Она явно хихикула на той стороне.
— Креона, часа через два к вам доставят Колина. Он будет не в лучшем виде. Не задавай вопросы, пожалуйста, и просто подремонтируй его — завтра к вечеру он должен быть как новый. Он теперь для Родины служит лабораторной крысой.
— Что вы с ним делаете?
— Креона, я же просил не задавать вопросов. Мы на его примере изучаем тело человека.
Через пару часов тренировок Орек оттащил почти бесчувственного Колина в лазарет.

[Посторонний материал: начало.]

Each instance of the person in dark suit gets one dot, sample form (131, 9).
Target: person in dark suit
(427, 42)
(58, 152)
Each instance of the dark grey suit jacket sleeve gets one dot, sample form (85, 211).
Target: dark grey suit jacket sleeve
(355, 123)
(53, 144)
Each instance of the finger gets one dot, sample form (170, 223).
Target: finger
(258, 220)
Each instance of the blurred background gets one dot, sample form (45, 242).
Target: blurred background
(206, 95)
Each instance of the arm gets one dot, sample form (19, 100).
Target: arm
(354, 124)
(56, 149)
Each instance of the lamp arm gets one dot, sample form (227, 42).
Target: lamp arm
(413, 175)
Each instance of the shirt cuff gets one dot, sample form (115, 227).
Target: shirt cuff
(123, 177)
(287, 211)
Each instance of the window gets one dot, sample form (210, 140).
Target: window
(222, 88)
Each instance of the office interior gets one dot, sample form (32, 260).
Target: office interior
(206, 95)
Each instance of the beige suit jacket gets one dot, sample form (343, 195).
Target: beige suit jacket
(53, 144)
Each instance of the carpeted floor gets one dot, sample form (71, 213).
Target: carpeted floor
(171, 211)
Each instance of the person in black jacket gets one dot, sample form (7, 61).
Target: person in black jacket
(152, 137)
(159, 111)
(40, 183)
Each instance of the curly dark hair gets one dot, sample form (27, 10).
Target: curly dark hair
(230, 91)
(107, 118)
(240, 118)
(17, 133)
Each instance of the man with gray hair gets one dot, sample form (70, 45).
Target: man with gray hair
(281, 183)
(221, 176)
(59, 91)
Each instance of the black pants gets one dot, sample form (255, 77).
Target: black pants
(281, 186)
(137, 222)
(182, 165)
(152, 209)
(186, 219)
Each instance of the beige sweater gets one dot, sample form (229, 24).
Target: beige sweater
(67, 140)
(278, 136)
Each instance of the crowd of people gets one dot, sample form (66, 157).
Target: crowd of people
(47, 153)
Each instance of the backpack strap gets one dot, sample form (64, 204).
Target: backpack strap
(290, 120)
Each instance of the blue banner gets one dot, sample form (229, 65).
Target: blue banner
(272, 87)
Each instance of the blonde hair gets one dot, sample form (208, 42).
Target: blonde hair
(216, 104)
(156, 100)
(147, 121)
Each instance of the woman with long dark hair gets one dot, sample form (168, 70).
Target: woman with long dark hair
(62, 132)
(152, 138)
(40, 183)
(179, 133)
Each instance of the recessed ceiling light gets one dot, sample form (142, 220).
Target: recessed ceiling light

Когда я, уже ночью, пришел к Креоне, она накинулась на меня с расспросами:
— Что вы ним делали? Его периферийная нервная система повреждена, на грани срыва. Он только услышал твое имя — сразу задрожал. Мои силы, после начала общения с тобой, возросли многократно, и то я измучилась приводить его в порядок. И на нем сажей были отмечены точки боли — это закрытая часть школы Зеленых. Откуда ты об этом узнал?
— Я тебе потом все расскажу, а пока просто приводи его в порядок. С недельку он будет приходить к тебе такой. И, к тому же, я не все точки на нем отметил.
— Я обратила на это внимание. Кто ты?
— Я … Я Юджин.
Я снял с нее ночнушку, развернул к себе спиной и стал мять и перебирать ее груди. Честные и любимые груди, выкормившие двоих детей. Потом я нагнул ее вперед и вошел в такое родное для меня, разработанное мной и ждущее меня влагалище.
На сей раз я вкачал в нее значительно большее количество серого, чем обычно.